Giovanni metteva a servizio della Diocesi la sua competenza professionale e la sua sensibilità di credente non prigioniero di schemi, ma attento al nuovo che, faticosamente, si apriva la strada tra le incrostazioni del passato. Ricordo l’urlo di gioia quando, nella serata di lunedì 16 ottobre del 1978, la voce gracchiante di una radiolina (non avevamo altro!) e quella possente del campanone del Duomo di Teramo annunciarono l’elezione di Karol Wojtyla... Le pagine de l’Araldo raccontavano, di settimana in settimana, il cammino della Chiesa locale verso un futuro che già allora ci appariva incerto, ma ricco di promesse.
I ricordi si snodano, come un gomitolo, tra le fessure della memoria, sfogliando un album ricco di momenti intensi e belli che suscitano amorevoli rimpianti e convinta soddisfazione per averli vissuti insieme.
Giovanni era assetato di notizie che riusciva a “leggere” con rara abilità e a raccontare con elegante e accattivante semplicità di stile e di parola. Mi ha trasmesso la sua passione giornalistica e con grande piacere collaborava al periodico parrocchiale “Comunità in cammino”, accompagnandomi con i suoi consigli in una esperienza molto significativa, nata per raggiungere con un prodotto dignitoso, anche se ‘fatto in casa’, tutte le famiglie della comunità.

Me lo rivedo, con il suo pacco di giornali e riviste sotto il braccio, venirmi a trovare: la conversazione scivolava sui più diversi argomenti, ci scambiavamo opinioni, in un confronto leale e stimolante che fa bella e vera l’amicizia.

Forte in lui era il legame con la sua amata famiglia e con la nostra città. Si sentiva atriano fino in fondo, interpretando il suo naturale campanilismo con la  intelligenza di chi sa  condurre battaglie per il bene di tutti.
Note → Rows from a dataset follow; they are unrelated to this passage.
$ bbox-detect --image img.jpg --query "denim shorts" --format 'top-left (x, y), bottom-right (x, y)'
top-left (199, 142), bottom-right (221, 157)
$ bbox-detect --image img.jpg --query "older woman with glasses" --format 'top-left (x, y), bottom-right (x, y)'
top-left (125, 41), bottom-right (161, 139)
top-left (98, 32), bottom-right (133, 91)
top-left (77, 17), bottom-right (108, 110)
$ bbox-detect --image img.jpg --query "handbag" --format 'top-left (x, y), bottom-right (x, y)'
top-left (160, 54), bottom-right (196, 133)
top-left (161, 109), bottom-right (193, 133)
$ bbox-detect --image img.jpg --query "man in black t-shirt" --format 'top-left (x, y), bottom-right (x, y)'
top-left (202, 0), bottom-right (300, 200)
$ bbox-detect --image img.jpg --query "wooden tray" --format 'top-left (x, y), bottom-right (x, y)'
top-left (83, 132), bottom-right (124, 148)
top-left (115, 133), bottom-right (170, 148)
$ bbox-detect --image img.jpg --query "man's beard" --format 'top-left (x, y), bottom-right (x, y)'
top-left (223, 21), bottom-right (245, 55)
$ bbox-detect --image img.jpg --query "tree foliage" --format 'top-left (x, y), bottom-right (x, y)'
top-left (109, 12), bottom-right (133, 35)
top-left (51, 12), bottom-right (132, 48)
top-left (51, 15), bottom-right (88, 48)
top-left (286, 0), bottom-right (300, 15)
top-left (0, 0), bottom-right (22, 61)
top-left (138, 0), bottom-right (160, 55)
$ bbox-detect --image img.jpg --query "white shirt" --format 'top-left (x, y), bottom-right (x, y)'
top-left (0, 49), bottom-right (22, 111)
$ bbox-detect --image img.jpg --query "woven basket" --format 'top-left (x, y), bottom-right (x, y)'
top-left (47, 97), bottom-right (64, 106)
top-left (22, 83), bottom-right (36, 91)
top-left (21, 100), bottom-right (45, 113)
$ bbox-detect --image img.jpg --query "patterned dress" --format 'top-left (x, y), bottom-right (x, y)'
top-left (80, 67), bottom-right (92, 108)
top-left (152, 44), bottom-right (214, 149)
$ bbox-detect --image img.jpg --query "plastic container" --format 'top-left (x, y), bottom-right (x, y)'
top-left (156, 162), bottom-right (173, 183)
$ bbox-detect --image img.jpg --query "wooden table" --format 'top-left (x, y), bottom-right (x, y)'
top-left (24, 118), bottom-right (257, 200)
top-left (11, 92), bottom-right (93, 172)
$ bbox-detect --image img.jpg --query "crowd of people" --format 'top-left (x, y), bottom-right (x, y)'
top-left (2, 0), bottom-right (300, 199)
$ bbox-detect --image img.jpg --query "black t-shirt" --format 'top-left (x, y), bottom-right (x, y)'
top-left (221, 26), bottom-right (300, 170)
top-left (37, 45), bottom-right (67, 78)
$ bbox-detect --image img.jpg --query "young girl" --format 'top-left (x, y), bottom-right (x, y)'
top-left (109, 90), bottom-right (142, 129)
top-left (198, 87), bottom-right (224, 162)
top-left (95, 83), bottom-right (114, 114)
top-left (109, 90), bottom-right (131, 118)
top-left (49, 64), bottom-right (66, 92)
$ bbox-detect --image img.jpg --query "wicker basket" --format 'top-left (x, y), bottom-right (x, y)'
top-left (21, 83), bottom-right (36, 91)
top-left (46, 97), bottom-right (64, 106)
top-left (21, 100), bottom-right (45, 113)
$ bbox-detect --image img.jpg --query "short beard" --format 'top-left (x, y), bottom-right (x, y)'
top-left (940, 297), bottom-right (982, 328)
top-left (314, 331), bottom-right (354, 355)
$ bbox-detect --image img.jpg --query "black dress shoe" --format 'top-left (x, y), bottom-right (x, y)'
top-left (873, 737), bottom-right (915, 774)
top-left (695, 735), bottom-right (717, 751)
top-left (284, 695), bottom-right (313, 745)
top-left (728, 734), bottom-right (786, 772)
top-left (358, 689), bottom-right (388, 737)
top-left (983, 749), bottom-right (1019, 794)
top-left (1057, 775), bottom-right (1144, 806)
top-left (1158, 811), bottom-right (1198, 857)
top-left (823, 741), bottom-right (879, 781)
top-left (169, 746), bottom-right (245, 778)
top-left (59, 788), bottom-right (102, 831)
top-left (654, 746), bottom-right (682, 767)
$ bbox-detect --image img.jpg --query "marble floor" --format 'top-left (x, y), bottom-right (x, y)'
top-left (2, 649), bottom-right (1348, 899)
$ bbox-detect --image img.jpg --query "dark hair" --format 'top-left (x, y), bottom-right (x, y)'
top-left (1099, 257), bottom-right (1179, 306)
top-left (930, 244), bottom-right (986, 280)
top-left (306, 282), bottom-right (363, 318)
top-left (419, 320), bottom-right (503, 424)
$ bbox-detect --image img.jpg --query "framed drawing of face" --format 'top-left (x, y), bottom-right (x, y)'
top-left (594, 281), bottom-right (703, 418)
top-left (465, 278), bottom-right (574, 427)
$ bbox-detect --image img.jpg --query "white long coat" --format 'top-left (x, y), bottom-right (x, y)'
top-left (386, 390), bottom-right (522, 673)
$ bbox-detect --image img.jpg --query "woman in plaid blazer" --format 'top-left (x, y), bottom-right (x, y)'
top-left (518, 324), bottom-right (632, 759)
Il suo impegno politico e sociale ne ha fatto un protagonista della storia atriana con una ‘vis polemica’ che si stemperava nella capacità di avere intensi rapporti umani.

Atri ha avuto in lui un appassionato difensore di tanti diritti calpestati, gli amici un tessitore di relazioni che sfociavano nei tanti appuntamenti conviviali che lui amava organizzare per ravvivare, costantemente, il  calore della fraternità e la gioia dello stare insieme.
Sì, ne sono sicuro, la nostr

a iniziativa lo avrebbe certamente interessato e coinvolto: tutto ciò che arricchiva la città lo vedeva  in prima linea, fiero e orgoglioso di essere atriano.
Una volta mi disse che era convinto che, lassù, oltre il tempo, ognuno di noi avrebbe continuato a svolgere la sua professione....perchè Dio valorizza i talenti da mettere a servizio di tutti.... Mi piace immaginarlo impegnato a collaborare nella redazione del periodico celeste...sorriderci e incoraggiarci, sfogliando le pagine elettroniche di “indialogo”, raccomandandoci di  non mollare e di andare avanti, per il bene della sua e della nostra amata città.